A fúria de Requião e o surpreendente silêncio da ABI

Pedro do Coutto

No episódio em que, tomado de fúria irracional, arrebatou o gravador das mãos do repórter Vitor Boyadijan, da Rádio Bandeirantes, o senador Roberto Requião revelou sua face de intolerância antidemocrática e seu impulso de somente aceitar o debate e responder perguntas quando lhe convém. Quando estas o incomodam e expõem contradições suas, como a de receber pensão mensal de 24 mil reais como ex-governador, embora ao longo de sua carreira política cobrasse dos outros a ética que afasta ao se tratar dele mesmo, ele se revolta, enfurece, parte para a agressão.
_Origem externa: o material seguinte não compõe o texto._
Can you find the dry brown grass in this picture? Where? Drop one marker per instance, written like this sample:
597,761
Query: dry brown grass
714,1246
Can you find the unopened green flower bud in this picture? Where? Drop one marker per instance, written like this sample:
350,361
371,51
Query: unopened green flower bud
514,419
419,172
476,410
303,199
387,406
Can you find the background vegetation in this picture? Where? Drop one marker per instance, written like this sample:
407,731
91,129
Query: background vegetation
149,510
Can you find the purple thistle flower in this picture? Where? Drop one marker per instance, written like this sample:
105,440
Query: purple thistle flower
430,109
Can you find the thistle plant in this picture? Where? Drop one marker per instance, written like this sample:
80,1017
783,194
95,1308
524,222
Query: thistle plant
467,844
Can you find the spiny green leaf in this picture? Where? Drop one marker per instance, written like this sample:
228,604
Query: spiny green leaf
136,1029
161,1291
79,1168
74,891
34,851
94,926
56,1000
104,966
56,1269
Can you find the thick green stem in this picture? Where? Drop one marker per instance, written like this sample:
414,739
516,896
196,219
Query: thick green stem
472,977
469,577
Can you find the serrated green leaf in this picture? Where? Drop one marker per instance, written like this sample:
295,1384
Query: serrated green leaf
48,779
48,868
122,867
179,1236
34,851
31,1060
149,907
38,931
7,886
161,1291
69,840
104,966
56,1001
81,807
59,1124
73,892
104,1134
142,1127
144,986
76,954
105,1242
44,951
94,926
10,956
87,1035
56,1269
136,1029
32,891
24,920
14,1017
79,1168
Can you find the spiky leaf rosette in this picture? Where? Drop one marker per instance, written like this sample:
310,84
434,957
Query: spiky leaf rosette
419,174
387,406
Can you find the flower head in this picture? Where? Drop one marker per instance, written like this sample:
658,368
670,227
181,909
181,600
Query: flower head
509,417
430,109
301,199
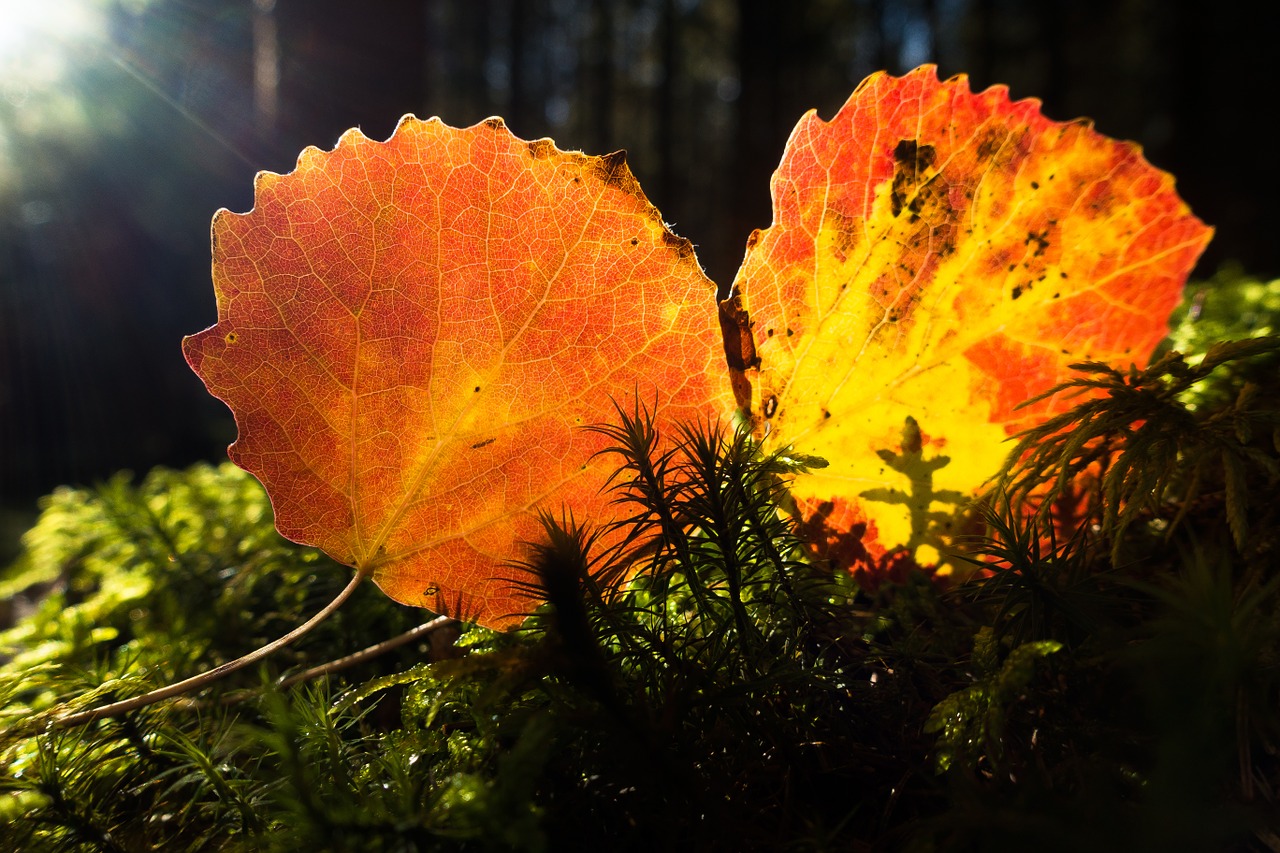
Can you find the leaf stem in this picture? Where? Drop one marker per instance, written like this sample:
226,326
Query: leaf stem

No fundo, um moralista quando expõe os tropeços dos adversários. Para ele, os seus próprios tropeços são imunes a quaisquer críticas. Aliás, o repórter da Bandeirantes não fez qualquer crítica ou provocação. Apenas perguntou como o senador se colocava diante do recurso à Justiça contra tais privilégios (não somente dele) encaminhado pelo atual chefe do executivo do Paraná Beto Richa.

Requião, como todos os grandes jornais publicaram, arrebatou o gravador das mãos de Boyadijan e sequestrou o instrumento de trabalho profissional. Praticou assim um crime. Não tinha absolutamente o direito de se apoderar de algo que não lhe pertence. Mas não foi só. Destruiu o material gravado e com isso tornou-se duplamente responsável pelos danos que causou ao repórter e à emissora. Mas, ironia amarga do destino, com o ato impensado causou muito maiores prejuízos a si próprio. Denegriu sua própria imagem. Vai custar a se recuperar perante a opinião pública.

Nas edições de quarta-feira 27, O Globo e a Folha de São Paulo publicaram os protestos veementes do presidente do Sindicato dos Jornalistas de Brasília, Lincoln Maia, do presidente da Associação Brasileira de Rádio e Televisão, Emanuel Soares Carneiro, do presidente da Associação Nacional dos Jornais, Francisco Mesquita Neto. Entre os justos e indignados protestos, surpreendentemente não se encontra o da Associação Brasileira de Imprensa. A ABI, que em passado recente, lutou pela redemocratização de 85, pelas eleições diretas, contra a ditadura militar e as torturas. Fez história. Ao lado da OAB, subscreveu o processo de impeachment contra o presidente Fernando Collor. O notável jornalista Barbosa Lima Sobrinho, na presidência da ABI, retornou em 92 à tribuna da Câmara que dignificou da Constituinte de 46 a 1962, para, em seu nome e em nome de Lavanere Vanderlei, presidente da Ordem dos Advogados, desfechar a peça de acusação a  um curto período negro da vida nacional.

A Associação Brasileira de Imprensa estava – e está – investida da obrigação de manifestar seu repúdio a atitude de Roberto Requião. Da mesma forma o Sindicato de Jornalistas do Rio de Janeiro, o Sindicato dos Jornalistas de São Paulo, os sindicatos de jornalistas e radialistas de todo o país. Fica assinalada a triste lacuna.

A Folha de São Paulo e O Globo, também no dia 27, publicaram o pronunciamento de Roberto Requião, terça-feira no Senado, quando apresentou projeto de lei capaz de assegurar o direito de resposta. Ele sustentou que, depois que o STF revogou grande parte da Lei de Imprensa, este direito desapareceu. Uma farsa. Total. Em primeiro lugar, no episódio ocorrido ele se apoderou do gravador do repórter e não procurou exercer direito de resposta algum. Em segundo lugar, apagou a gravação. Como poderia desejar responder ao que ele mesmo destruiu? Terceiro ponto: demonstrou desconhecer o item 5 do artigo 5º da Constituição Federal que assegura taxativamente o direito de resposta. Este dispositivo constitucional, de uma linha, não precisa de lei complementar: é autoaplicável.